Supervision and Management of the DBG:

  1. It is obvious that other banking activities have diluted the previous specialized banks established to cater for financing needs of agriculture and manufacturing sectors. For the DBG to succeed, there is the need for management of the DBG to ensure that the bank concentrates on its core mandate.
  2. The regulatory and supervisory role allocated to the Bank of Ghana through the Development Finance Institution Act 2020 (Act 1032) should not be compromised in any way.
  3. The DBG, Bank of Ghana and other regulatory institutions should ensure no arbitrage, where those financial institutions who get access to the capital offered by the DBG do not divert the low interest rate credit to other financial institutions to offer those low interest funds at a relatively higher interest rate to other businesses.
  4. The selection of management of the DBG should be competent professionals with no political influence in the appointments. Related to this is that, there should be no political interference with the governance and operations of the DBG.
  5. Sound corporate governance practices are key implementation considerations, and focus has to be on results.

Conclusion

The DBG is projected to boost economic growth, reduce poverty and improve the lives of the poor. With the involvement of the international development banks, the DBG is likely to ensure use of professionals and application of best practices.

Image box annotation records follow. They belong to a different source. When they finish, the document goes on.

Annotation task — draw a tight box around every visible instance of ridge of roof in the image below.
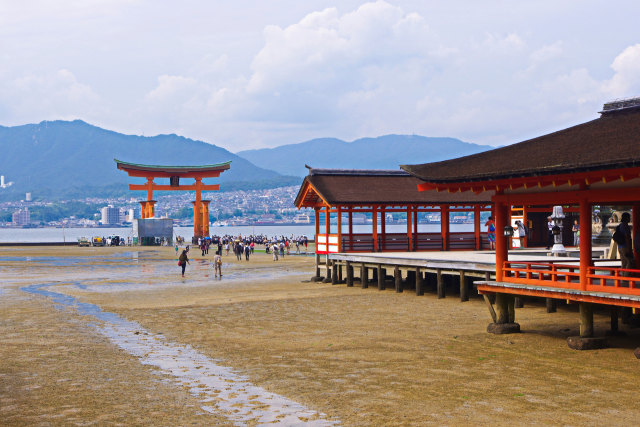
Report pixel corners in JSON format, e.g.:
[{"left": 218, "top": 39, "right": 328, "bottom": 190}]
[
  {"left": 400, "top": 105, "right": 640, "bottom": 183},
  {"left": 305, "top": 165, "right": 410, "bottom": 176}
]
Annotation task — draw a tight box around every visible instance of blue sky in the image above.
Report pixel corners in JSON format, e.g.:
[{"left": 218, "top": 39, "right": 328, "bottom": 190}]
[{"left": 0, "top": 0, "right": 640, "bottom": 152}]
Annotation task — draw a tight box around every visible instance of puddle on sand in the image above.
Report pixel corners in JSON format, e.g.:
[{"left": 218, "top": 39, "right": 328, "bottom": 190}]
[{"left": 21, "top": 282, "right": 339, "bottom": 426}]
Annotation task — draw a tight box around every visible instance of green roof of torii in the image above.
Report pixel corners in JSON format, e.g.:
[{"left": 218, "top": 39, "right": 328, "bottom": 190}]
[{"left": 113, "top": 159, "right": 231, "bottom": 173}]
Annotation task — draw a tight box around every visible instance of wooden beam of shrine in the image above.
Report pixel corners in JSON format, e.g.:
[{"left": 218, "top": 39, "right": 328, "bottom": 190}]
[{"left": 129, "top": 184, "right": 220, "bottom": 191}]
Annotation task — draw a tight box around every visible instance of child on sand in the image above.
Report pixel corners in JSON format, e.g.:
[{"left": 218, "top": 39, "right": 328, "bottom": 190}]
[
  {"left": 178, "top": 246, "right": 191, "bottom": 277},
  {"left": 213, "top": 251, "right": 222, "bottom": 278}
]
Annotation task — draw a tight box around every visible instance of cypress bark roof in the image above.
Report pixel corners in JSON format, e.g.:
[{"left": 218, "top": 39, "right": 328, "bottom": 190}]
[
  {"left": 295, "top": 168, "right": 491, "bottom": 207},
  {"left": 400, "top": 105, "right": 640, "bottom": 183}
]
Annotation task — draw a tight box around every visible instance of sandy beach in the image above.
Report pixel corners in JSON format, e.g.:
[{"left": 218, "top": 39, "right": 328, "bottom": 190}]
[{"left": 0, "top": 247, "right": 640, "bottom": 426}]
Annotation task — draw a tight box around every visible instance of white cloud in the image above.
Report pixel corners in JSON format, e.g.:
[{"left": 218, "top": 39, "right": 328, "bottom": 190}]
[
  {"left": 0, "top": 0, "right": 640, "bottom": 149},
  {"left": 0, "top": 69, "right": 100, "bottom": 119},
  {"left": 529, "top": 41, "right": 563, "bottom": 66}
]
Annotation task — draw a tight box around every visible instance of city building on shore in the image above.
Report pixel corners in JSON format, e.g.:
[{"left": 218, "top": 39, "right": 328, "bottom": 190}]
[
  {"left": 100, "top": 205, "right": 122, "bottom": 225},
  {"left": 11, "top": 208, "right": 31, "bottom": 227}
]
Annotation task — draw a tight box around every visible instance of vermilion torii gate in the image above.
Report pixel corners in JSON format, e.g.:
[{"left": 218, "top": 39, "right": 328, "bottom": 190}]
[{"left": 114, "top": 159, "right": 231, "bottom": 239}]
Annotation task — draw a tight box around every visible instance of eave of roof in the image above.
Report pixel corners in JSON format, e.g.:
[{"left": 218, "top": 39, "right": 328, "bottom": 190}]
[
  {"left": 295, "top": 169, "right": 490, "bottom": 208},
  {"left": 401, "top": 108, "right": 640, "bottom": 183}
]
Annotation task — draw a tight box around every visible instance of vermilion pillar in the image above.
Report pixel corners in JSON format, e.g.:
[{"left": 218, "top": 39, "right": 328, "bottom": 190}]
[
  {"left": 380, "top": 207, "right": 387, "bottom": 252},
  {"left": 632, "top": 203, "right": 640, "bottom": 268},
  {"left": 324, "top": 206, "right": 331, "bottom": 236},
  {"left": 440, "top": 205, "right": 449, "bottom": 251},
  {"left": 202, "top": 200, "right": 211, "bottom": 236},
  {"left": 347, "top": 208, "right": 353, "bottom": 251},
  {"left": 139, "top": 200, "right": 147, "bottom": 219},
  {"left": 193, "top": 178, "right": 203, "bottom": 238},
  {"left": 146, "top": 200, "right": 156, "bottom": 218},
  {"left": 580, "top": 199, "right": 592, "bottom": 291},
  {"left": 313, "top": 208, "right": 320, "bottom": 244},
  {"left": 473, "top": 205, "right": 482, "bottom": 251},
  {"left": 494, "top": 202, "right": 509, "bottom": 282},
  {"left": 407, "top": 206, "right": 414, "bottom": 251},
  {"left": 371, "top": 206, "right": 379, "bottom": 252},
  {"left": 146, "top": 176, "right": 153, "bottom": 200},
  {"left": 338, "top": 206, "right": 342, "bottom": 252}
]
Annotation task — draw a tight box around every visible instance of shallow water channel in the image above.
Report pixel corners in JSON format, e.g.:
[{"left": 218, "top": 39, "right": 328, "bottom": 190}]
[{"left": 20, "top": 253, "right": 339, "bottom": 426}]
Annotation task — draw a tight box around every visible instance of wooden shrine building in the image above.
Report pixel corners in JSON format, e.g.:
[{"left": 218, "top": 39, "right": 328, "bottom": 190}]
[
  {"left": 295, "top": 166, "right": 491, "bottom": 254},
  {"left": 114, "top": 159, "right": 231, "bottom": 241},
  {"left": 402, "top": 98, "right": 640, "bottom": 348}
]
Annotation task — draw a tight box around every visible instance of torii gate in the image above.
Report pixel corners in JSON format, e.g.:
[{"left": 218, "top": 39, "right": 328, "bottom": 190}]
[{"left": 113, "top": 159, "right": 231, "bottom": 239}]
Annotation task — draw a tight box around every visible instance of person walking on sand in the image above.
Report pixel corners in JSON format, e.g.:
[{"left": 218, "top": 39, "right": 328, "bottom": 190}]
[
  {"left": 484, "top": 216, "right": 496, "bottom": 250},
  {"left": 178, "top": 246, "right": 191, "bottom": 277},
  {"left": 213, "top": 251, "right": 222, "bottom": 279}
]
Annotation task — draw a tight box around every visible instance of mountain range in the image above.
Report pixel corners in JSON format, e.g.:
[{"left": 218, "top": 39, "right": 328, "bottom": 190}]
[
  {"left": 0, "top": 120, "right": 300, "bottom": 197},
  {"left": 237, "top": 135, "right": 495, "bottom": 176},
  {"left": 0, "top": 120, "right": 493, "bottom": 201}
]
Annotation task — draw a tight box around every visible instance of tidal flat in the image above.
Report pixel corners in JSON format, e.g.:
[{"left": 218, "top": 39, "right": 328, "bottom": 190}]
[{"left": 0, "top": 247, "right": 640, "bottom": 426}]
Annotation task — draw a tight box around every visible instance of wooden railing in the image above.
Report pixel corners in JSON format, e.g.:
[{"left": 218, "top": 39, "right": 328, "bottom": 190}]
[
  {"left": 502, "top": 261, "right": 640, "bottom": 295},
  {"left": 587, "top": 266, "right": 640, "bottom": 295},
  {"left": 342, "top": 233, "right": 486, "bottom": 252}
]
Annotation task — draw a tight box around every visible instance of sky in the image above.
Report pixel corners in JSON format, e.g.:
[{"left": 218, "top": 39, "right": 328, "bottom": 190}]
[{"left": 0, "top": 0, "right": 640, "bottom": 152}]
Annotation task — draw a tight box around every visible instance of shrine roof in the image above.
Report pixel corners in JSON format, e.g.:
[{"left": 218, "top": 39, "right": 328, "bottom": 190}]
[
  {"left": 400, "top": 104, "right": 640, "bottom": 183},
  {"left": 113, "top": 159, "right": 231, "bottom": 175},
  {"left": 295, "top": 167, "right": 491, "bottom": 208}
]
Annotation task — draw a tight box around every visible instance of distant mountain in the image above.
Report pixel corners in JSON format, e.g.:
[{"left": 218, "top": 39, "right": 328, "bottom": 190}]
[
  {"left": 0, "top": 120, "right": 300, "bottom": 201},
  {"left": 237, "top": 135, "right": 495, "bottom": 177}
]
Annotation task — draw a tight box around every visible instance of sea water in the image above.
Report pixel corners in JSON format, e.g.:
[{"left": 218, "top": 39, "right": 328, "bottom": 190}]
[{"left": 0, "top": 224, "right": 473, "bottom": 243}]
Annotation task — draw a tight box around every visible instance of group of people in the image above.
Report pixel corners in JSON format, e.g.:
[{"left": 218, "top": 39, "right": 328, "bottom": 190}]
[
  {"left": 484, "top": 216, "right": 580, "bottom": 250},
  {"left": 175, "top": 245, "right": 222, "bottom": 278},
  {"left": 175, "top": 235, "right": 309, "bottom": 278}
]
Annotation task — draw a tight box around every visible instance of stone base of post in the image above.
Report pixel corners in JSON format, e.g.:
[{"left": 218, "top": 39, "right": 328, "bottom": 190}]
[
  {"left": 487, "top": 322, "right": 520, "bottom": 335},
  {"left": 567, "top": 337, "right": 608, "bottom": 357}
]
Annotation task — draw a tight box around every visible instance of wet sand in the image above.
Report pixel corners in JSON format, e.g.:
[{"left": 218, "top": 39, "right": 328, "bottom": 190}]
[{"left": 0, "top": 248, "right": 640, "bottom": 425}]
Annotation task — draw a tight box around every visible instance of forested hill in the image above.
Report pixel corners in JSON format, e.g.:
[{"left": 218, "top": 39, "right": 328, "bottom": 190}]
[
  {"left": 0, "top": 120, "right": 299, "bottom": 197},
  {"left": 237, "top": 135, "right": 495, "bottom": 176}
]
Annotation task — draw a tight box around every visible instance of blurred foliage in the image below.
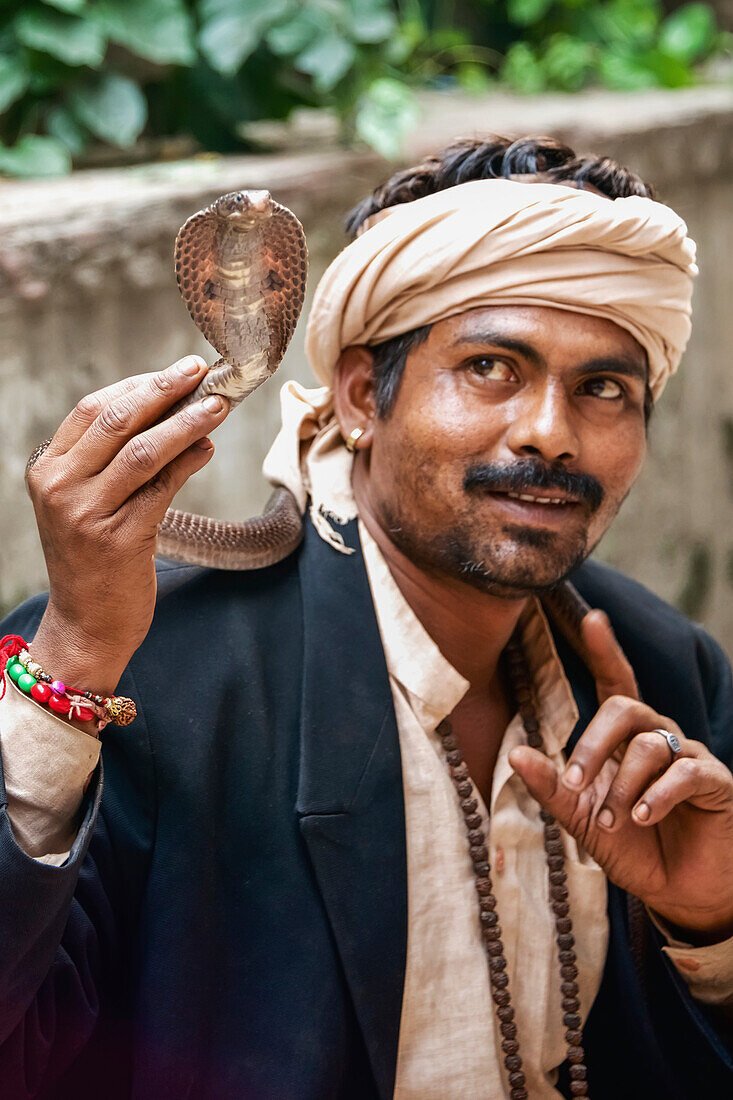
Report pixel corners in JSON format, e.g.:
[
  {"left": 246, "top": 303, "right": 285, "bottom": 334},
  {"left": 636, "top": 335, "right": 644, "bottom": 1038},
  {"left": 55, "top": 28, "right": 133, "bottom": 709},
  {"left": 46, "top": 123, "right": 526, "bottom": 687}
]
[{"left": 0, "top": 0, "right": 730, "bottom": 176}]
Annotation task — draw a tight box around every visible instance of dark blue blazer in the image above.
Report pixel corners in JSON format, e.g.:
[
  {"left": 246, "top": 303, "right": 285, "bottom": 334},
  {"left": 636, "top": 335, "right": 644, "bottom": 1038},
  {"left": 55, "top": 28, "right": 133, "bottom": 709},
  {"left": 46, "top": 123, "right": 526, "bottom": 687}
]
[{"left": 0, "top": 524, "right": 733, "bottom": 1100}]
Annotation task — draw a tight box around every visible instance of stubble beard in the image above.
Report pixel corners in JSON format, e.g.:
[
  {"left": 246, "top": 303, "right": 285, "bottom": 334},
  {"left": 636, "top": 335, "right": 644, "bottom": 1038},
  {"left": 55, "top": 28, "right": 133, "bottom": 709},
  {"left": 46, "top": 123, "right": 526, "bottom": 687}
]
[{"left": 384, "top": 508, "right": 598, "bottom": 600}]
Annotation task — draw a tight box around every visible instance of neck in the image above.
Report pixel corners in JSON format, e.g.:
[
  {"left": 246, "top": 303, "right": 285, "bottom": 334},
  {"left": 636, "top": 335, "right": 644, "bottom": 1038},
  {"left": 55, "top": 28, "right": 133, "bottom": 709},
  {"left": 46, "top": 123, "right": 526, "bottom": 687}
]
[{"left": 353, "top": 477, "right": 526, "bottom": 691}]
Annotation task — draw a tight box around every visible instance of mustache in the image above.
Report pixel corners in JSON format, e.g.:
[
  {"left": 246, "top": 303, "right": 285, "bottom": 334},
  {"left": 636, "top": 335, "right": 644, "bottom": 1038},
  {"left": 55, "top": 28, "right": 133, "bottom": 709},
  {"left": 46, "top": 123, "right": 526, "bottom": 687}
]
[{"left": 463, "top": 459, "right": 605, "bottom": 513}]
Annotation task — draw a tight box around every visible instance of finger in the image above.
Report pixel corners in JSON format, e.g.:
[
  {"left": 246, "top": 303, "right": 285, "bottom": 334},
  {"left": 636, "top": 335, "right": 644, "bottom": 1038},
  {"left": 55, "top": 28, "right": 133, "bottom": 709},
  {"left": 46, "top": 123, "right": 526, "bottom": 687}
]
[
  {"left": 40, "top": 355, "right": 206, "bottom": 458},
  {"left": 598, "top": 733, "right": 672, "bottom": 833},
  {"left": 632, "top": 757, "right": 731, "bottom": 825},
  {"left": 66, "top": 355, "right": 211, "bottom": 477},
  {"left": 99, "top": 394, "right": 230, "bottom": 513},
  {"left": 508, "top": 745, "right": 578, "bottom": 828},
  {"left": 562, "top": 695, "right": 686, "bottom": 791},
  {"left": 129, "top": 436, "right": 214, "bottom": 526},
  {"left": 580, "top": 609, "right": 639, "bottom": 703}
]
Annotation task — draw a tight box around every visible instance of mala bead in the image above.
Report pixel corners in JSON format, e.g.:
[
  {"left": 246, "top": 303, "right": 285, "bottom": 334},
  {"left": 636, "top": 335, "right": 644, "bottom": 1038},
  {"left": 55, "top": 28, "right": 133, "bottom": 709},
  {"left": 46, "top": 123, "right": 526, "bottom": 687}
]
[
  {"left": 31, "top": 681, "right": 51, "bottom": 703},
  {"left": 436, "top": 639, "right": 588, "bottom": 1100},
  {"left": 48, "top": 692, "right": 72, "bottom": 714}
]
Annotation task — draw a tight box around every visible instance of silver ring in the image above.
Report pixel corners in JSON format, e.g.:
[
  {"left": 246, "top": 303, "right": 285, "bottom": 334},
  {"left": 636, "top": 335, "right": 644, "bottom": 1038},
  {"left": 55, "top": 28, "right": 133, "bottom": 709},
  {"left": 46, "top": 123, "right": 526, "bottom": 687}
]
[{"left": 649, "top": 729, "right": 682, "bottom": 760}]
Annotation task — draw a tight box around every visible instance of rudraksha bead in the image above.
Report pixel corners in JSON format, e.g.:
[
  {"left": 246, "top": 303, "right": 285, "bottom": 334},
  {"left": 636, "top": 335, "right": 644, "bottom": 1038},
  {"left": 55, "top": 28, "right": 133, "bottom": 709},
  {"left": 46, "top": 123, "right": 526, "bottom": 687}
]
[{"left": 437, "top": 629, "right": 588, "bottom": 1100}]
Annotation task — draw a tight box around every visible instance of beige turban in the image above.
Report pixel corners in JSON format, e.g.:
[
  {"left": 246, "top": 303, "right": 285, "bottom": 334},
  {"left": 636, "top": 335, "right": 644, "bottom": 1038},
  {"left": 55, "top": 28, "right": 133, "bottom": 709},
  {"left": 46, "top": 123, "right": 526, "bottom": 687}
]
[{"left": 306, "top": 179, "right": 698, "bottom": 398}]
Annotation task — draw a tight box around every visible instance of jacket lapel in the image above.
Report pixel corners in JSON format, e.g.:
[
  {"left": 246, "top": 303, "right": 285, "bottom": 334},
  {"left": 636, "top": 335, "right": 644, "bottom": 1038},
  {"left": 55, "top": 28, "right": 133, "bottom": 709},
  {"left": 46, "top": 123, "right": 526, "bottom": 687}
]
[{"left": 296, "top": 521, "right": 407, "bottom": 1100}]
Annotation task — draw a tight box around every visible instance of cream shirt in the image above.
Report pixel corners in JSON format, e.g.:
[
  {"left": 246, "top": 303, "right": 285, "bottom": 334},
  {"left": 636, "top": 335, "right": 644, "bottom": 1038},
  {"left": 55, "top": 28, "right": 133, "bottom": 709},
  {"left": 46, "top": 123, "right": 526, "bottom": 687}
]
[{"left": 0, "top": 524, "right": 733, "bottom": 1100}]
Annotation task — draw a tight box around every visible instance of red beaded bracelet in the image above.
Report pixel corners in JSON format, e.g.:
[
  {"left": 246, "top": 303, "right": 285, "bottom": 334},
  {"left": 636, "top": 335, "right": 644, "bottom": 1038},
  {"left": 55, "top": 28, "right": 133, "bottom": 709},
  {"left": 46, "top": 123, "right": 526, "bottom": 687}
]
[{"left": 0, "top": 634, "right": 138, "bottom": 733}]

The strategic focus of the National Development Bank should be to keep the compass on providing access to long-term finance in the key sectors of agriculture and manufacturing. By offering long-term wholesale financing, credit guarantees and other services, the Development Bank will help increase overall lending to priority sectors.

This, notwithstanding the expected benefits, there is the need to uphold the suggested recommendations so that the DBG can push higher the frontier of the production possibilities of the financial system in Ghana.